After 5 ½ weeks I was transported home, where I now have my own hoist, a specially adapted bed, and a flotilla of carers who appear 4 times a day to hoist me out of bed and into the wheelchair, or out of the wheelchair into bed.


They also shower me.


Regular readers may remember that, in an earlier blog, I pondered the great question; To shave, or not to shave. And the answer is it really doesn't matter. When you have 2 women wash you- and they do wash all your bits- you are really not concerned about your pubic arrangements.

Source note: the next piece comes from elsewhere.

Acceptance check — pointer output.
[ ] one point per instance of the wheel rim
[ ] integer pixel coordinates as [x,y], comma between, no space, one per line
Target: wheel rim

My new status; The 'Almost Bed-Bound But Not Quite' Man, meant that my room needed adapting to accommodate such paraphernalia as hoist, sling and mobile commode chair (don't ask!). But I still have all my goodies, like my lovely Mac laptop, iPod and speaker dock thingee, digital radio, kalaidoscopic Mathmos ambient lights, DVD player, HDD player, and- overlooking the whole room from its glorious new position on the centre of the wall at the end of my groovy new hospital bed- the 50 inch, LCD, HD flatscreen magnificent creation that is my TV.


Basically my life has changed and I'm heading towards the ugly bit of the MS. When I first got home from the hospital I felt a little down and wasn't sure whether I would be able to adapt to strange new carers coming in every day to wash and dress me, but I needn't have worried.


On that first day home, my new carer, Lucy, arrived. We did the usually slightly awkward 'getting to know you' conversation, and I described where everything was, kitchen, bathroom etc. She had a look around and then came back to ask me for some towels. She took them from the chest of drawers, and as she left the room said something about the bathroom. I asked her what she had said, and she replied


'Sorry, I was just saying that I would put your towels in your Hollywood bathroom'


I hadn't told her that the bathroom was nicknamed Hollywood.


I knew everything was going to be fine.